Bradbury knows of modern technology, in the phrase of Henry Adams, that we are "monkeys monkeying with a loaded shell." He is interested not in the precise mechanism of rockets, but in the mentality and the morals of fallible human beings who make and use rockets. He is a man of fable and parable. (p. 118)

Bradbury is not writing about the gadgets of conquest; his real concerns are the soul and the moral imagination. When the boy-hero of Dandelion Wine, in an abrupt mystical experience, is seized almost bodily by the glowing consciousness that he is really alive, we glimpse that mystery the soul. When, in Something Wicked This Way Comes, the lightning-rod salesman is reduced magically to an idiot dwarf because all his life he had fled from perilous responsibility, we know the moral imagination.

"Soul," a word much out of fashion nowadays, signifies a man's animating entity. That flaming spark the soul is the real space-traveller of Bradbury's stories. "I'm alive!"—that exclamation is heard from Waukegan to Mars and beyond, in Bradbury's fables. Life is its own end—if one has a soul to tell him so. (pp. 118-19)

[The] moral imagination, which shows us what we ought to be, primarily is what distinguishes Bradbury's tales from the futurism of Wells' fancy. For Bradbury, the meaning of life is here and now, in our every action; we live amidst immortality; it is here, not in some future domination like that of Wells' The Sleeper Awakens, that we must find our happiness. (p. 119)

What gives [The Martian Chronicles] their cunning is their realism set in the fantastic: that is, their portrayal of human nature, in all its baseness and all its promise, against an exquisite stage-set.

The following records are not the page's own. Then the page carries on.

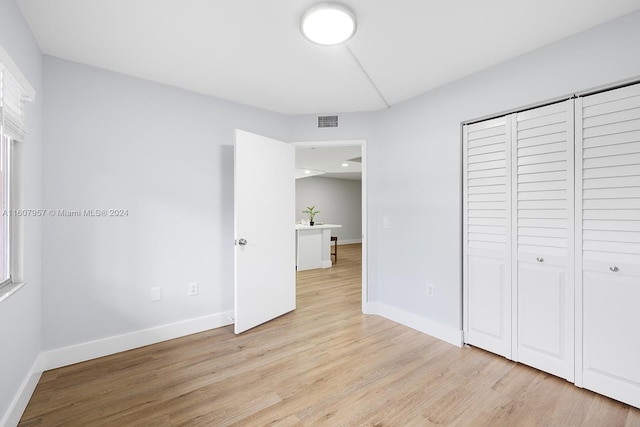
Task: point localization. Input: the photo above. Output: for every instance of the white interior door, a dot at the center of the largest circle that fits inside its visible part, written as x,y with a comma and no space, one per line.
543,215
264,210
487,235
608,242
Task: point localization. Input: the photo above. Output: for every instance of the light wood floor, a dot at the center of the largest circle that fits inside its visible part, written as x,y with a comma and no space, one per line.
324,364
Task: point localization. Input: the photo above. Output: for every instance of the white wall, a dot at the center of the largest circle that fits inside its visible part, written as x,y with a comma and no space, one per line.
414,166
339,202
166,156
20,313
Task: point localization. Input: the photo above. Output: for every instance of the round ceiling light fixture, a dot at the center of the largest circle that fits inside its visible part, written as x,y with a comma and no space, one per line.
328,24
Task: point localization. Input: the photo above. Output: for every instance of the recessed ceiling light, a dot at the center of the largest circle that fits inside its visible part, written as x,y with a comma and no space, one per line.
328,24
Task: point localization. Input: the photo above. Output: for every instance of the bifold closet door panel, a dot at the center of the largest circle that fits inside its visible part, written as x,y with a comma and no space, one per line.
543,215
486,234
608,242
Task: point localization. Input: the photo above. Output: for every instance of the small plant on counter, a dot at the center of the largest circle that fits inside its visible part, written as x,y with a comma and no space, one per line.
312,212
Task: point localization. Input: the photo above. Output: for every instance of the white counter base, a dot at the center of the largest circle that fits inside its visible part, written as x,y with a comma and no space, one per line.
313,246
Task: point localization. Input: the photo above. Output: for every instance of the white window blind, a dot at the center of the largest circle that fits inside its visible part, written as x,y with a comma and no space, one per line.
12,100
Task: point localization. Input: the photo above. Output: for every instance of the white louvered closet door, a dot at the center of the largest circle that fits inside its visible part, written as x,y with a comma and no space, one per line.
487,235
608,243
543,215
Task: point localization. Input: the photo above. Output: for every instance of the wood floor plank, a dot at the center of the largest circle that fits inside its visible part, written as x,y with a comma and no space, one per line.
325,363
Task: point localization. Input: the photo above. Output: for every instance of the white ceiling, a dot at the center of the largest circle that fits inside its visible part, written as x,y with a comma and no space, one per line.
328,162
251,51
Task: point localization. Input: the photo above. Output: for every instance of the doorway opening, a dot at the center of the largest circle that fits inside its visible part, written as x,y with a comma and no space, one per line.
317,157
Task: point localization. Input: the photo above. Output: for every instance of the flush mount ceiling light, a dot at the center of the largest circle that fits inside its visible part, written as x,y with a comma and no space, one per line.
328,24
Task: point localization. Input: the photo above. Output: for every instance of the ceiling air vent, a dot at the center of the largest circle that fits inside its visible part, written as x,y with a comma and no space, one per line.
327,121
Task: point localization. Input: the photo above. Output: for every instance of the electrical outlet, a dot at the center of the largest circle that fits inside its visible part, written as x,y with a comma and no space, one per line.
193,288
156,294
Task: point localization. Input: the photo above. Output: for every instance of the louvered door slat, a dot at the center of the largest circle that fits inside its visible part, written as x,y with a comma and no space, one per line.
543,195
487,235
608,242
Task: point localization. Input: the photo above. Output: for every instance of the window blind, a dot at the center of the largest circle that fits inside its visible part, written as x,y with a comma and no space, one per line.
12,105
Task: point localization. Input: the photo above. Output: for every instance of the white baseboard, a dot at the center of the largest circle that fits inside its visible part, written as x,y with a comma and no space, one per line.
435,329
19,403
93,349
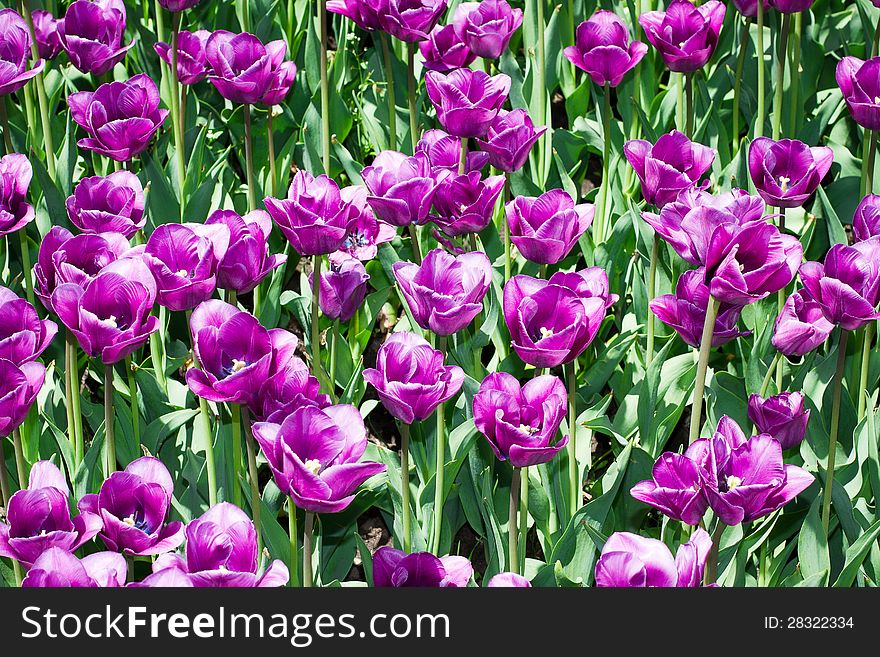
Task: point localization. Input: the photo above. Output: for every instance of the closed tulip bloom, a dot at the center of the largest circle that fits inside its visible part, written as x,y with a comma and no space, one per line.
782,416
15,178
410,377
467,101
486,27
401,188
685,311
629,560
221,551
120,117
603,49
521,422
544,229
670,166
801,326
684,35
91,35
397,569
192,63
23,335
60,568
787,172
316,215
110,317
314,455
111,204
185,259
445,292
510,139
134,505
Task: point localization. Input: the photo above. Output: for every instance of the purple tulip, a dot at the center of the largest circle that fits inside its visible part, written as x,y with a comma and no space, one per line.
134,505
604,50
110,316
787,172
23,335
15,52
801,326
114,204
552,322
544,229
670,166
510,139
397,569
38,518
221,551
343,287
782,416
410,377
467,101
192,63
91,34
445,292
316,215
684,35
315,454
465,204
185,259
401,188
59,568
444,51
247,260
486,27
629,560
521,422
120,117
685,311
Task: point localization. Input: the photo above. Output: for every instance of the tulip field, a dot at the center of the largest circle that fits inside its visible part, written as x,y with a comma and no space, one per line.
431,293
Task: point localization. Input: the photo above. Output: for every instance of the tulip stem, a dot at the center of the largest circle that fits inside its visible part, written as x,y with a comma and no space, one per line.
702,366
835,426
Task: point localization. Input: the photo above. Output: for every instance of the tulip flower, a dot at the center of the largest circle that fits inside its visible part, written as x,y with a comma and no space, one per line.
59,568
185,259
192,63
410,377
247,260
15,52
670,166
603,49
510,139
552,322
134,505
787,172
23,335
114,204
467,101
521,422
782,416
685,311
684,35
445,292
486,27
545,229
15,178
629,560
221,551
316,215
120,117
91,34
314,455
397,569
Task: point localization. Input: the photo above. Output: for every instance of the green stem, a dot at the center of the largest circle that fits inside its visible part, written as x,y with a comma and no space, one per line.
835,426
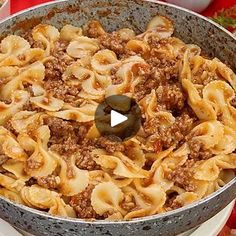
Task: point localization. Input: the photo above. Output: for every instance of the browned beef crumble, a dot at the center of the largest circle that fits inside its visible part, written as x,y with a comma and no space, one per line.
182,176
82,204
65,135
172,95
198,151
110,146
34,44
168,136
84,158
93,29
48,182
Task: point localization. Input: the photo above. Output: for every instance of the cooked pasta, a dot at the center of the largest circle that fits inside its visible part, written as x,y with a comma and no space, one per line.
53,158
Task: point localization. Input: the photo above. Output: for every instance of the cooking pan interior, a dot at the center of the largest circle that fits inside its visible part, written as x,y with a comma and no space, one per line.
189,27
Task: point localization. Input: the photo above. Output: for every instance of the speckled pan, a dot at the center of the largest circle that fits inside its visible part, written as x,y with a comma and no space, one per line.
191,28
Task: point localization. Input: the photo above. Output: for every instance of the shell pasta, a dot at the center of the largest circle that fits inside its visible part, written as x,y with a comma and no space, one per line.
53,158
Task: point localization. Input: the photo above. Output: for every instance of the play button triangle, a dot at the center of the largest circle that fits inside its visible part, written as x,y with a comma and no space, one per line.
117,118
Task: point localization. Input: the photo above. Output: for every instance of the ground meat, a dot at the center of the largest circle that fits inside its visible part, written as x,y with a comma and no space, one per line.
3,159
84,158
65,135
32,165
198,151
55,67
34,44
49,182
82,204
55,86
113,42
233,102
94,29
182,176
68,138
171,203
168,136
62,130
29,106
31,181
109,145
149,82
172,95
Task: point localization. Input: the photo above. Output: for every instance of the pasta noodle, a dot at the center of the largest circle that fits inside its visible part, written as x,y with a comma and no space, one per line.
52,156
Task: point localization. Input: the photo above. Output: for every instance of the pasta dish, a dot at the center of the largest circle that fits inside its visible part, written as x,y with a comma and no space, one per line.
54,159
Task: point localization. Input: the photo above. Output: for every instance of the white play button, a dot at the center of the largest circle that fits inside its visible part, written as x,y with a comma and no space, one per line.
117,118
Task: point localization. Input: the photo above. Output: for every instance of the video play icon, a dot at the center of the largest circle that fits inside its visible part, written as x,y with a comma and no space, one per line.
118,117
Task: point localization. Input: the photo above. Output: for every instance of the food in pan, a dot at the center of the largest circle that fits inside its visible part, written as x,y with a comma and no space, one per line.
52,156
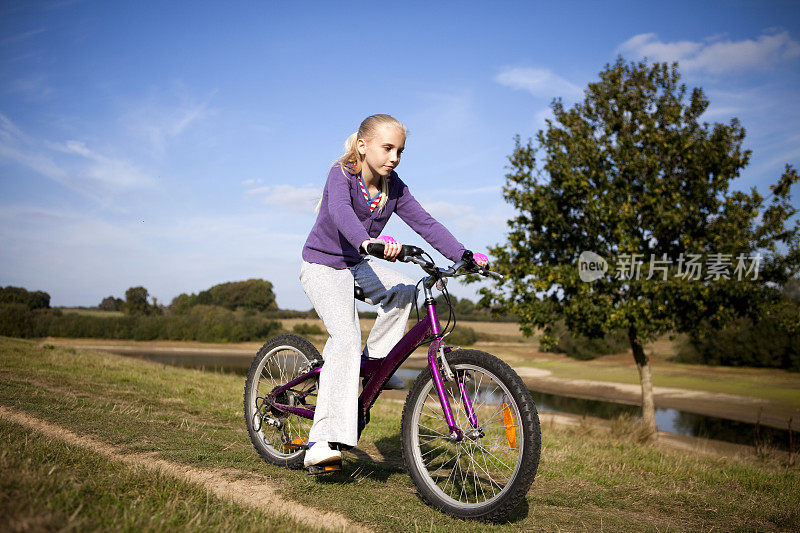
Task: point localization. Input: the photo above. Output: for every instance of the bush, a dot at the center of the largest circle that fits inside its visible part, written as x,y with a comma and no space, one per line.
307,329
462,336
770,342
30,299
202,323
580,347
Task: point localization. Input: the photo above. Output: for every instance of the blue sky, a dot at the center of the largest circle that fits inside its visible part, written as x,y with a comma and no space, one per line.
179,145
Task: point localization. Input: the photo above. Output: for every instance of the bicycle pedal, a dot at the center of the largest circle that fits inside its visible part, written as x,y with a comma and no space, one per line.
295,444
316,470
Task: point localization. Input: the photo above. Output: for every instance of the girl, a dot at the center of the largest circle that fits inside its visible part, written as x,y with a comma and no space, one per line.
361,193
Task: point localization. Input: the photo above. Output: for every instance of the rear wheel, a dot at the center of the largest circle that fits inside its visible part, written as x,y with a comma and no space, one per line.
278,437
488,472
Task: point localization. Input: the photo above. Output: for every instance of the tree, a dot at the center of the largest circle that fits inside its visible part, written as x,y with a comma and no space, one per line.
19,295
136,301
110,303
632,170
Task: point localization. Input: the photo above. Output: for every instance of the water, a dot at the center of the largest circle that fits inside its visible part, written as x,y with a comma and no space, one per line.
669,420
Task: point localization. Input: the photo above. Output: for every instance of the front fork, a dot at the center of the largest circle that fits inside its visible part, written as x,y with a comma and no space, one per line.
436,355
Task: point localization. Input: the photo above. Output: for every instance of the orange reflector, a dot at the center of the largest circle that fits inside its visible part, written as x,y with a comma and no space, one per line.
295,443
508,422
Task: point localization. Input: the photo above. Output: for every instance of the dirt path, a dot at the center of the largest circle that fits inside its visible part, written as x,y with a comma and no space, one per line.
255,491
730,406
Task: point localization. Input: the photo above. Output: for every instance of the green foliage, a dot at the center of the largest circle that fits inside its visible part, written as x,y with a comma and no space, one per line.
307,329
251,294
30,299
111,304
773,340
136,302
581,347
632,169
202,323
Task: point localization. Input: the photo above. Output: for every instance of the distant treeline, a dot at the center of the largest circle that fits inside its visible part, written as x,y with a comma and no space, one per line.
771,342
28,299
234,316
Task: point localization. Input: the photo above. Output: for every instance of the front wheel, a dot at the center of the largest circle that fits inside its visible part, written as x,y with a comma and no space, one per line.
488,472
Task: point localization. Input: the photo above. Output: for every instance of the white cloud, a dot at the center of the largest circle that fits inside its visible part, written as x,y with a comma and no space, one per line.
32,89
21,36
95,175
166,115
714,55
539,82
298,199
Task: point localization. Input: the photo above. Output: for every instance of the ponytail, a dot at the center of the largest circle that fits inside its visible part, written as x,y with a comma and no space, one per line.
350,160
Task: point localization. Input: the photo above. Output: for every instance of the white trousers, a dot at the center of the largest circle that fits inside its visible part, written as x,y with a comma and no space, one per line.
331,293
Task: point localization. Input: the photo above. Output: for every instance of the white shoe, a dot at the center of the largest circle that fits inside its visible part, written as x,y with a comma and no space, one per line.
394,383
320,454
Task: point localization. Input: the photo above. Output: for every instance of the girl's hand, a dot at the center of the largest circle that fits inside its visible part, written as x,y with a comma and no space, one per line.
391,248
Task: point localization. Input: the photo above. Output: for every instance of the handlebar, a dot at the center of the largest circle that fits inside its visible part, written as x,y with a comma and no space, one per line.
412,254
406,251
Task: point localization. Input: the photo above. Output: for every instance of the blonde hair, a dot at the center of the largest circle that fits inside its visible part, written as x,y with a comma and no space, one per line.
350,160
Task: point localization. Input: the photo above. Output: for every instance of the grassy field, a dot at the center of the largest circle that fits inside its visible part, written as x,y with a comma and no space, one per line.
588,480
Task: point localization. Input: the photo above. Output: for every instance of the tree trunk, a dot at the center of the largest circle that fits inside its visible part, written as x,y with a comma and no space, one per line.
643,365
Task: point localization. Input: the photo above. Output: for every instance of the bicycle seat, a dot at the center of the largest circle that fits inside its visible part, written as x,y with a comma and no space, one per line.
358,293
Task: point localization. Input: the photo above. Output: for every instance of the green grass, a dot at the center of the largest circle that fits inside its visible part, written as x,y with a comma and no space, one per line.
49,485
587,479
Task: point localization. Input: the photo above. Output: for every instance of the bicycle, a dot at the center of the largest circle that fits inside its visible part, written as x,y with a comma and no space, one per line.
469,429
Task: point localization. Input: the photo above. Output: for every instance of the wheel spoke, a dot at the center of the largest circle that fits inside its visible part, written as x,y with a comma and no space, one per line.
476,469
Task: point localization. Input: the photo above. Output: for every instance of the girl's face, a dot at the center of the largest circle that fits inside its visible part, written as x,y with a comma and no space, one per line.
382,152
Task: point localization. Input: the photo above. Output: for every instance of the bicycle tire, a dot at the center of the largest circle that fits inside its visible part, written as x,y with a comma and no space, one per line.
430,438
282,357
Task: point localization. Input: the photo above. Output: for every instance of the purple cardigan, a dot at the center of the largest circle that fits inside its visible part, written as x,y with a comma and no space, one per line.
344,221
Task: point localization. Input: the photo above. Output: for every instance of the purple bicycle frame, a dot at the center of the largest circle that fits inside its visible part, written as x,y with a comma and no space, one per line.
378,372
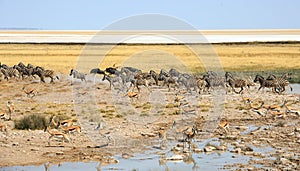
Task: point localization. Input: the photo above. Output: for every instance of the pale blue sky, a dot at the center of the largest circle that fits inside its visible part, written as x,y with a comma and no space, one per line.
96,14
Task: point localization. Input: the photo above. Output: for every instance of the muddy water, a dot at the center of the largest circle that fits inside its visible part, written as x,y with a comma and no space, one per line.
154,159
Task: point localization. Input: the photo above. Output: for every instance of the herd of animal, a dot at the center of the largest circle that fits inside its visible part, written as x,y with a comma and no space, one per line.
129,78
172,78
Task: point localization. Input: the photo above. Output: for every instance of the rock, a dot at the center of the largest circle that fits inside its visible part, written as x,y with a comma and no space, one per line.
237,150
222,148
247,148
148,134
209,148
59,153
198,150
175,157
126,155
15,144
284,161
35,149
176,149
180,145
249,153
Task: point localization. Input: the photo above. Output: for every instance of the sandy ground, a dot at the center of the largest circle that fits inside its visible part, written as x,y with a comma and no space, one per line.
130,126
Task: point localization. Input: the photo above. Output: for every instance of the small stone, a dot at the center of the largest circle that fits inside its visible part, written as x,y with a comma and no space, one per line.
209,148
247,148
59,153
15,144
35,149
176,149
249,153
222,148
198,150
237,150
175,157
284,161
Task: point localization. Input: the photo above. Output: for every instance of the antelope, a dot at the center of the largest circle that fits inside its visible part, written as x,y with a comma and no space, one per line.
30,91
77,75
257,109
245,99
189,133
3,128
265,83
71,129
66,123
11,108
277,114
132,95
275,107
224,125
56,134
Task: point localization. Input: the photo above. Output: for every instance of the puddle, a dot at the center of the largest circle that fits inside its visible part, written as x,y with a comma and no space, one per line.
156,159
253,128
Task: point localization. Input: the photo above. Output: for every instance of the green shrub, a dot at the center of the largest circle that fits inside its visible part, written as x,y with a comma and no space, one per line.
32,121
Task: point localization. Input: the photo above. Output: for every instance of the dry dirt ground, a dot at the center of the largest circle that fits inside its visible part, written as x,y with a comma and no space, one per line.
114,124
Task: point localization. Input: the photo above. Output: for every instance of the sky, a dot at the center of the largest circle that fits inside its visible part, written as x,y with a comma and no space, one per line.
201,14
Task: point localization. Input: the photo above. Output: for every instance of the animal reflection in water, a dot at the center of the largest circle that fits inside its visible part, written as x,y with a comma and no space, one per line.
187,158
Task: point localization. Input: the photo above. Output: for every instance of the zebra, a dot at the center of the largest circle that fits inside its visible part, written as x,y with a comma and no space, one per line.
188,82
154,75
281,82
113,79
213,81
9,72
138,82
236,83
163,72
174,73
130,69
97,71
167,81
42,73
77,75
265,83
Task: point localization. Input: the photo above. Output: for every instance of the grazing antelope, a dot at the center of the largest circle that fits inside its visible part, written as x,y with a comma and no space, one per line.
132,95
71,129
257,109
30,91
42,73
11,108
3,128
277,114
245,99
188,134
77,75
224,125
56,134
265,83
275,107
65,123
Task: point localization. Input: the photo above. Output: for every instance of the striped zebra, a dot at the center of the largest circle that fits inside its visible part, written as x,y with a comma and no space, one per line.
39,71
281,82
9,72
235,82
265,83
167,81
154,75
213,81
174,73
77,75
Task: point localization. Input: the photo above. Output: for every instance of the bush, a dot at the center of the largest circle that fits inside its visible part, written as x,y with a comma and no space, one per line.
32,121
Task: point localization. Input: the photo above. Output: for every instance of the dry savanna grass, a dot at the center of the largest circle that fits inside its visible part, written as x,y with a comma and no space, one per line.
232,57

We are shown normality, the permanent things in human nature, by the light of another world; and what we forget about ourselves in the ordinariness of our routine of existence suddenly bursts upon us as fresh revelation. (p. 120)

In Bradbury's fables of Mars and of the carnival [in Something Wicked This Way Comes], fantasy has become what it was in the beginning: the enlightening moral imagination, transcending simple rationality. (p. 123)

The trappings of science-fiction may have attracted young people to Bradbury, but he has led them on to something much older and better: mythopoeic literature, normative truth acquired through wonder. Bradbury's stories are not an escape from reality; they are windows looking upon enduring reality. (p. 124)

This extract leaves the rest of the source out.